基本的に、あまり話や性格が合わないようだ。
「……だいたい、キャットは同盟チームの基本情報すら知らないだろ? そういうテキトーなの、やめてくれ」
言い合いから発展して、話が変わっていく。
「私に何の知識が足らないって?」
するとウルフ、真剣な面持ちで話す……
「どうやら、雪哉のことは知ってるらしいが……他の三人のことは、全く知らないだろう?」
「……三人?」
「雪哉が元BLACK OCEANの、西のトップだったことは知っているね? 西がいるなら、東と北、南もいる。この4トップくらいは、せめて覚えておけ」
「東西南北? ……4トップ、4人……西が雪哉で……――」
やはり、何も知らない様子のキャット。
ウルフがぶっきらぼうに答える。
「東西南北の順に、聖、雪哉、陽介、純」
ウルフの適当すぎる教え方に、キャットは表情を濁した。
そして同時に、ウルフの話し方に違和感を持った。まるで、知り合いの話を聞かされている気分になったから。
「ウルフは、その4人と関わりがあるのね。……」
ぶっきらぼうだったウルフだが、いくらかキャットを感心したようだった。さっきの会話だけで、そう確信づいたキャットのことを──
「あぁ。よく見知った4人だ……」
ウルフは更に話しを続けた。気難しくなったその面持ちを、キャットへと向けて言う。
「それから、キャットに忠告をする。雪哉にはあまり夢中になるな」
キャットがウルフを見て、苦笑いをした。
「ちょっと……何でウルフがそんなこと知ってるのよ?! ……」
その質問に対しては、一切口にしないウルフ。
「とにかく、絶対にのめり込むな。……間違っても、組織の情報を与えるな」
「それって……」
キャットはハッとして、隣を歩くウルフのことを見た。……──長めの前髪が邪魔で、ウルフの表情を読み取ることは出来ない。

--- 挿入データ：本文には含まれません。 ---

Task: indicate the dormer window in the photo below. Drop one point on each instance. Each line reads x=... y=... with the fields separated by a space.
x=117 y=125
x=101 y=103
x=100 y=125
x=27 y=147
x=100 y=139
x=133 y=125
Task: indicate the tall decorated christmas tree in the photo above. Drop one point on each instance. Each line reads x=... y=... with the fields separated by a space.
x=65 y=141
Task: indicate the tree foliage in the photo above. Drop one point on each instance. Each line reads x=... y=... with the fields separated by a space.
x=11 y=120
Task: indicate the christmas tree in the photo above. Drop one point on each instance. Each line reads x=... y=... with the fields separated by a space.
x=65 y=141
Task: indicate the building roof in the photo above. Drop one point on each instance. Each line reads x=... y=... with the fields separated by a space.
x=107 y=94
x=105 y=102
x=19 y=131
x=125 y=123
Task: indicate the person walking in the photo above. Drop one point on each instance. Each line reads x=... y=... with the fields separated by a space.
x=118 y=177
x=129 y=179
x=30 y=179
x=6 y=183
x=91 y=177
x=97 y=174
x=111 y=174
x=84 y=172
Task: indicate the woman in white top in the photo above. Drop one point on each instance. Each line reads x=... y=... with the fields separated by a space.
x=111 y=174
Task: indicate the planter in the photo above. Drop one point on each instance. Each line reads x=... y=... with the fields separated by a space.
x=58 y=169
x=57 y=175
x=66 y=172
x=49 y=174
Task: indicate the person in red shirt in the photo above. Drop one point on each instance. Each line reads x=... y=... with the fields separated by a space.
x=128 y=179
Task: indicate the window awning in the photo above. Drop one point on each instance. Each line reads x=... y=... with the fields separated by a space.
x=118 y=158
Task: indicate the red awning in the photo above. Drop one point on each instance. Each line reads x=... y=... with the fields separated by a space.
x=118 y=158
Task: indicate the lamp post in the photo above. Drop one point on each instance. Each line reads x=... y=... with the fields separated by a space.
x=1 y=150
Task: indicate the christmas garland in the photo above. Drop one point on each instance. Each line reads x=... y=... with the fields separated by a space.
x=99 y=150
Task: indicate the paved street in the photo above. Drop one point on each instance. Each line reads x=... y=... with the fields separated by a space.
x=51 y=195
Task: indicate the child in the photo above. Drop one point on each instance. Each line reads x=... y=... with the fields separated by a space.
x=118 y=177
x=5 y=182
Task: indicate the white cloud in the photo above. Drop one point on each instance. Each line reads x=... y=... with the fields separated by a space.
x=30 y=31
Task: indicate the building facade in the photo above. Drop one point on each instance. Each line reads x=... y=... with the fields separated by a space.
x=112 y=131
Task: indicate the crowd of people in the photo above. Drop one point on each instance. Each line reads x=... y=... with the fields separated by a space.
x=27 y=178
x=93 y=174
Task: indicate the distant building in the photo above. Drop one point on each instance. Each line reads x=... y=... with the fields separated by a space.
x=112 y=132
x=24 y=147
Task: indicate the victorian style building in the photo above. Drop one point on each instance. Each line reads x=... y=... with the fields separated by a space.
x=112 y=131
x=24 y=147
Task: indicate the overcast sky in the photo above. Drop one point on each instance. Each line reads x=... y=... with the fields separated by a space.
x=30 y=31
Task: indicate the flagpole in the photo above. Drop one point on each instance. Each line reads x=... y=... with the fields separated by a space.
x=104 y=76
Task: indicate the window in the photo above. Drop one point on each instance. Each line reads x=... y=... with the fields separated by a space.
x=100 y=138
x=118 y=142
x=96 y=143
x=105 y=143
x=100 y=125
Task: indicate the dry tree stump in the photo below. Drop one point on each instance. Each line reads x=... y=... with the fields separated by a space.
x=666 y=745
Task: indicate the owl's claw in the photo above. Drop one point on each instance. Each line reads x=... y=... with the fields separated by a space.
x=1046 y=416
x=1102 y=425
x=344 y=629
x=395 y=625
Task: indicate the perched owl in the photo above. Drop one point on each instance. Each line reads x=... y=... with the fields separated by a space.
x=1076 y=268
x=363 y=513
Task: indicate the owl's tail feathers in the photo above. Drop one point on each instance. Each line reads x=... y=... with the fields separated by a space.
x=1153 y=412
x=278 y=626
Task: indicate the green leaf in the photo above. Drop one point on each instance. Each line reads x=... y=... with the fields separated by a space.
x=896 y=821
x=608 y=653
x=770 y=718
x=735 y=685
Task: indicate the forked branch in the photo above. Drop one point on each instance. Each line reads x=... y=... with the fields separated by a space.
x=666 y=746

けれど、さっきの言葉で、ウルフの忠告の意味を理解した──
キャットはまだ、横目でウルフの事を見ている。──すると風で前髪が揺れて、ウルフの表情が見えた。──キャットは目を見張る。
「これは同盟なんかじゃない。復讐だ――」
……──闇を見据えたような、その瞳の鋭いこと──。